Department of Computational Medicine and Bioinformatics, University of Michigan, Ann Arbor, MI, USA.
Department of Neurology, University of Michigan, Ann Arbor, MI, USA; NeuroNetwork for Emerging Therapies, University of Michigan, Ann Arbor, MI, USA.
EBioMedicine. 2024 Nov;109:105383. doi: 10.1016/j.ebiom.2024.105383. Epub 2024 Oct 5.
Amyotrophic lateral sclerosis (ALS) is linked to ageing and genetic and environmental risk factors, yet underlying mechanisms are incompletely understood. We aimed to evaluate epigenetic age acceleration (EAA), i.e., DNA methylation (DNAm) age acceleration, and its association with ALS case status and survival.
In this study, we included 428 ALS and 288 control samples collected between 2011 and 2021. We calculated EAA using the GrimAge residual method from ALS and control blood samples and grouped participants with ALS into three ageing groups (fast, normal, slow). We associated EAA with ALS case status and survival, stratified by sex, and correlated it with environmental and biological factors through occupational exposure assessments, immune cell proportions, and transcriptome changes.

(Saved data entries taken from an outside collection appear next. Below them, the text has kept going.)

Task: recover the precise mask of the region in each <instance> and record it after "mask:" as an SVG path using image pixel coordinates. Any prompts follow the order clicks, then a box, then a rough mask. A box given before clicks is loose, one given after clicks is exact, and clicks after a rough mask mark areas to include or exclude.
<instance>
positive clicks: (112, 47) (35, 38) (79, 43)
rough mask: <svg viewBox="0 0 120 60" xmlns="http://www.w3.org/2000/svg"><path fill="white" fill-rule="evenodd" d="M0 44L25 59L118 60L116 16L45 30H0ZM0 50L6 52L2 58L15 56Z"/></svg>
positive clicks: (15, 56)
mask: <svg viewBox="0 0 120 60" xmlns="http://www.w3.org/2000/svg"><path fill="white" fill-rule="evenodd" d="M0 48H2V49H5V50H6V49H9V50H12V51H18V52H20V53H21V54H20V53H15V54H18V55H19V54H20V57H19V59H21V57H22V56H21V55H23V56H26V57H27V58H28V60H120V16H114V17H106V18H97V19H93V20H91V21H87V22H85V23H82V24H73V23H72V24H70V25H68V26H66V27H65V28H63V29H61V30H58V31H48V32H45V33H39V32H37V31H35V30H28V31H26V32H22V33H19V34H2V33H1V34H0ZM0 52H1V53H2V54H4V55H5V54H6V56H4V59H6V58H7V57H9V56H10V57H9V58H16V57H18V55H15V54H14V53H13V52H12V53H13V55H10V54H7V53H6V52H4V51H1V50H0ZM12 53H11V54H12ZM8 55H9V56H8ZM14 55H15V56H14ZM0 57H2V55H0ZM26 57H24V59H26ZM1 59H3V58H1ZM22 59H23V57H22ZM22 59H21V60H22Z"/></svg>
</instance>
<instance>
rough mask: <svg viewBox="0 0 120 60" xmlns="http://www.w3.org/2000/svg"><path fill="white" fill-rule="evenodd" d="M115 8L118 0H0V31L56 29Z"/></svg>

Participants with ALS had higher average EAA by 1.80 ± 0.30 years (p < 0.0001) versus controls. Participants with ALS in the fast ageing group had a hazard ratio of 1.52 (95% confidence interval 1.16-2.00, p = 0.0028) referenced to the normal ageing group. In males, this hazard ratio was 1.55 (95% confidence interval 1.11-2.17, p = 0.010), and EAA was positively correlated with high-risk occupational exposures including particulate matter (adj.p < 0.0001) and metals (adj.p = 0.0087). Also, in male participants with ALS, EAA was positively correlated with neutrophil proportions and was negatively correlated with CD4+ T cell proportions. Pathways dysregulated in participants with ALS with fast ageing included spliceosome, nucleocytoplasmic transport, axon guidance, and interferons.
EAA was associated with ALS case status and, at least in males, with shorter survival after diagnosis. The effect of EAA on ALS was partially explained by occupational exposures and immune cell proportions in a sex-dependent manner. These findings highlight the complex interactions of ageing and exposures in ALS.
NIH, CDC/National ALS Registry, ALS Association, Dr. Randall Whitcomb Fund for ALS Genetics, Peter Clark Fund for ALS Research, Sinai Medical Staff Foundation, Scott L. Pranger ALS Clinic Fund, NeuroNetwork Therapeutic Discovery Fund, NeuroNetwork for Emerging Therapies.
肌萎缩侧索硬化症(ALS)与衰老以及遗传和环境风险因素有关,但发病机制尚不完全清楚。我们旨在评估表观遗传年龄加速(EAA),即 DNA 甲基化(DNAm)年龄加速,及其与 ALS 病例状态和生存的关系。
本研究纳入了 2011 年至 2021 年间收集的 428 例 ALS 和 288 例对照样本。我们使用来自 ALS 和对照血液样本的 GrimAge 残差法计算 EAA,并将 ALS 患者分为三组衰老组(快速、正常、缓慢)。我们通过职业暴露评估、免疫细胞比例和转录组变化,将 EAA 与 ALS 病例状态和生存相关联,并按性别分层。
与对照组相比,ALS 患者的平均 EAA 高 1.80±0.30 岁(p<0.0001)。在快速衰老组中,ALS 患者的危险比为 1.52(95%置信区间 1.16-2.00,p=0.0028),与正常衰老组相比。在男性中,该危险比为 1.55(95%置信区间 1.11-2.17,p=0.010),EAA 与高风险职业暴露呈正相关,包括颗粒物(adj.p<0.0001)和金属(adj.p=0.0087)。此外,在男性 ALS 患者中,EAA 与中性粒细胞比例呈正相关,与 CD4+T 细胞比例呈负相关。快速衰老的 ALS 患者中失调的通路包括剪接体、核质转运、轴突导向和干扰素。
EAA 与 ALS 病例状态相关,至少在男性中,与诊断后生存时间更短相关。EAA 对 ALS 的影响部分通过职业暴露和免疫细胞比例在性别依赖性方式上解释。这些发现强调了衰老和暴露在 ALS 中的复杂相互作用。
NIH、CDC/国家 ALS 登记处、ALS 协会、兰德尔·惠特科姆 ALS 遗传学基金、彼得·克拉克 ALS 研究基金、西奈医疗人员基金会、斯科特·L·普朗格 ALS 诊所基金、神经网络治疗发现基金、神经网络新兴治疗基金。